Como todos os outros sentimentos, o medo é bastante adaptativo em uma grande variedade de situações. Sentir medo é o que nos impulsiona a sair rapidamente quando um carro vem na nossa direção ou a não nos expor a situações e lugares que colocam nossa sobrevivência em risco.
Mas, quando se trata de eventos seguros como andar de avião, é a sua avaliação da situação que vai fazê-la parecer perigosa, mesmo não sendo. É importante identificar quais são seus pensamentos automáticos em relação a isso, como:
“Tem uma grande chance de o avião cair”
“Aviões são perigosos”
Quem trabalha juntamente com esses pensamentos automáticos é o foco atencional. Você pode prestar exagerada atenção a situações que comprovem esse pensamento, como lembrar exclusivamente de acidentes aéreos. Um comportamento associado a isso é o de pesquisar excessivamente esse tipo de notícias ou programas de TV. Usando o foco nessas informações, elas se tornam muito mais frequentes na sua mente e fazem com que você conclua que aviões realmente são perigosos e você está em risco se entrar em um. O sentimento subsequente claramente será o medo e possivelmente a evitação desse tipo de situação.
Avaliar a situação de forma menos parcial pode ajudar bastante a diminuir o perigo percebido. Compare o avião com situações que também envolvem risco, mas que você não apresenta tanto medo, como andar de carro. Acidentes de carro são muito mais comuns do que acidentes de avião. Compare o número de mortes decorrentes desse tipo de acidente com as decorrentes de gripe, por exemplo. Fui rapidinho pesquisar no Google pra apresentar esses dados
“Um estudo realizado no Reino Unido diz que a probabilidade de um acidente aéreo é de um a cada 67 mil voos, e que a chance de um acidente com morte ocorrer é de um para cada 345 mil voos. Já estudo realizado nos Estados Unidos, pelo Departamento Nacional de Segurança nos Transportes, analisou todos os acidentes aéreos ocorridos entre 1983 e 2000 e descobriu que de 53.487 pessoas envolvidas em acidentes, 51.207 sobreviveram.”
Você pode ler a matéria completa aqui.
Pesquisando sobre mortes decorrentes de gripe eu encontrei:
“Todo ano a gripe mata cerca de 500 mil pessoas no mundo e 50 mil somente no Brasil.”
A matéria você encontra aqui.
Ninguém costuma sentir muito medo de morrer quando pega gripe, certo?
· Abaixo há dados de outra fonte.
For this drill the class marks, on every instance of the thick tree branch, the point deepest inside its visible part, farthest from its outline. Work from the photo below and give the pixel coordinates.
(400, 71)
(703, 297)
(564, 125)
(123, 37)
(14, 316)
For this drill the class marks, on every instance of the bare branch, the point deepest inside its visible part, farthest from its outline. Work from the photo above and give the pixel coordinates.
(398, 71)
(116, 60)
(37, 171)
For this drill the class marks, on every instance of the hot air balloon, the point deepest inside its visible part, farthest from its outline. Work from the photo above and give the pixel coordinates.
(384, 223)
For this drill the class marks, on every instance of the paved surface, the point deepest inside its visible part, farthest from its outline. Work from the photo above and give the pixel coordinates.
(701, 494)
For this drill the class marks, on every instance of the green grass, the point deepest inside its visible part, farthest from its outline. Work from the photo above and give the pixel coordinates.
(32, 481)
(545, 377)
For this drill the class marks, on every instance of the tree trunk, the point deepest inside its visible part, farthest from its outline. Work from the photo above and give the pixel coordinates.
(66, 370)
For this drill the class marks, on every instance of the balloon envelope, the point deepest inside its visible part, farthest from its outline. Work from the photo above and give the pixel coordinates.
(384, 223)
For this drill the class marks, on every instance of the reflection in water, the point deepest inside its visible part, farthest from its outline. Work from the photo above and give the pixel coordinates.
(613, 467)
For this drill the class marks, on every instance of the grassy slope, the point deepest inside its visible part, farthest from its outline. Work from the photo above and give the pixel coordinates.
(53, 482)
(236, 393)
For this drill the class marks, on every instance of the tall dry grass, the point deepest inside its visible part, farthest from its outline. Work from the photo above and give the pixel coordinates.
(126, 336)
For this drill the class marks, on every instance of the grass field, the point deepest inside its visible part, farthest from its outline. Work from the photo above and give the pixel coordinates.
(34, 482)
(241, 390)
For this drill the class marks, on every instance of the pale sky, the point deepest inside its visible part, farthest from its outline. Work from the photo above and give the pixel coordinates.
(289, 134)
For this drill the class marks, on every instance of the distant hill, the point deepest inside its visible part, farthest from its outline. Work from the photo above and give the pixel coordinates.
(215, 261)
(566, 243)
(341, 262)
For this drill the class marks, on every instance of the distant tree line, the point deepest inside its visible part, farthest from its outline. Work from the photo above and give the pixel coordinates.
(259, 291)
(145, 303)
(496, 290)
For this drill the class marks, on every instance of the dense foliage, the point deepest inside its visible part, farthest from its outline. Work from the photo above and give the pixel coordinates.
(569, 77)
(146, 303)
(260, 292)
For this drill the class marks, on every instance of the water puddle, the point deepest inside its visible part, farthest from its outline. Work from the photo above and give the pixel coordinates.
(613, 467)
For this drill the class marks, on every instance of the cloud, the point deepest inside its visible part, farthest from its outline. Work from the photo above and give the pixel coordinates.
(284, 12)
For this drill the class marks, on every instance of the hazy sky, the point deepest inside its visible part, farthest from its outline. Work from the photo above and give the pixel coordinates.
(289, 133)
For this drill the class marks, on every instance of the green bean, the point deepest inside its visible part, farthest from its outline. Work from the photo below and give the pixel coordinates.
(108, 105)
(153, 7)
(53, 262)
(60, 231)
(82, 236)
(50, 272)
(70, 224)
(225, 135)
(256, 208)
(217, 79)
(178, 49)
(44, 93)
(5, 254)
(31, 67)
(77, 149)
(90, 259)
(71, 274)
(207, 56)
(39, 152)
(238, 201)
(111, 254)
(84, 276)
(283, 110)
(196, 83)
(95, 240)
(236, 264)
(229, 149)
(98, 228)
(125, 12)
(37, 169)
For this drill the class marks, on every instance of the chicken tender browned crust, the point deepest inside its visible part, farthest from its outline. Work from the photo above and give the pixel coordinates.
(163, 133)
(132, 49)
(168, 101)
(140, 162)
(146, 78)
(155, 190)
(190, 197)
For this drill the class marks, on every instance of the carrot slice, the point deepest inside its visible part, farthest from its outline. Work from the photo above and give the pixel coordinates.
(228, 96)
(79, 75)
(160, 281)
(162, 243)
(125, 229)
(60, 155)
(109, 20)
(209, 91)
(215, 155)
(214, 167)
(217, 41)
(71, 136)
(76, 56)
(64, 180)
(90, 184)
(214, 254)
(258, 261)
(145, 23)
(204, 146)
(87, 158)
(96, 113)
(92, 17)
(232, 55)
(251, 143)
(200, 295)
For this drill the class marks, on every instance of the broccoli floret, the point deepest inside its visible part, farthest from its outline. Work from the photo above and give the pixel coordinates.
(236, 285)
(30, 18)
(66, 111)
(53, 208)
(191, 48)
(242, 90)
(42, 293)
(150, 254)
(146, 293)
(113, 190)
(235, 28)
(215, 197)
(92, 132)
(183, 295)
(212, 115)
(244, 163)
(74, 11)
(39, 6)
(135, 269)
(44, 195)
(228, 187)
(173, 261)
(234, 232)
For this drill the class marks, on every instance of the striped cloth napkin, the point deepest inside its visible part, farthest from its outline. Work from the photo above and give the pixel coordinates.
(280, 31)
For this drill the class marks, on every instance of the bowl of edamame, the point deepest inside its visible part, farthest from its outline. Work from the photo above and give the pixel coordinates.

Isso porque nos deparamos com experiências de gripe o tempo todo, quando pegamos gripe ou quando alguém que conhecemos apresenta a doença. É pouco frequente a morte de algum conhecido por gripe, portanto, fazemos a avaliação que gripe não é muito perigosa.
Embora as viagens de avião estejam cada vez mais comuns, o número de viagens feitas por você ou por conhecidos pode não ser tão expressivo para generalizar como seguro. Mas, nessa situação, um dado importante é a atenção que um acidente aéreo recebe. É muito provável que se alguém morra em um acidente aéreo você fique sabendo e isso não acontece de forma nenhuma com mortes por gripe. Então sofremos de uma superexposição a situações perigosas provocadas por aviões e isso influencia nossa avaliação.
Resumindo, para reduzir o medo, compare as evidências de situações envolvendo aviões. Compare seu histórico de voos com os acidentes que você já sofreu em um avião. Faça o mesmo com o histórico de pessoas que você conhece.
Aí, é muito comum vir a frase:
“Eu preciso ter certeza que não vou sofrer um acidente e morrer”
Não tem como, mas você também não tem certeza disso sentado na sua casa lendo essa postagem. Essa certeza não existe.
A pergunta relevante nesse caso é: Se você precisa voar, prefere fazer isso com muito medo ou mais tranquilo?
Caso você esteja evitando voar por medo: Realmente está valendo a pena perder as situações por medo?
Se você achar interessante diminuir o medo e a evitação, essa estratégia de avaliação dos seus pensamentos pode ajudar.
A ansiedade também tende a diminuir frente à uma situação de medo. Lembre-se de alguma situação que te deixava ansioso no passado (dirigir, andar de elevador, fazer uma apresentação). Se a ansiedade frente a essas situações diminuiu, um dos fatores que provavelmente contribuiu foi se expor a essa atividade várias vezes. Conforme você se expõe, a situação parece menos perigosa e você se sente mais confiante.
_____________________________________________________________________________
Referências: Clark, D.A, & Beck, A.T. (2002). Terapia cognitiva para transtornos de ansiedade. Porto Alegre: Artmed.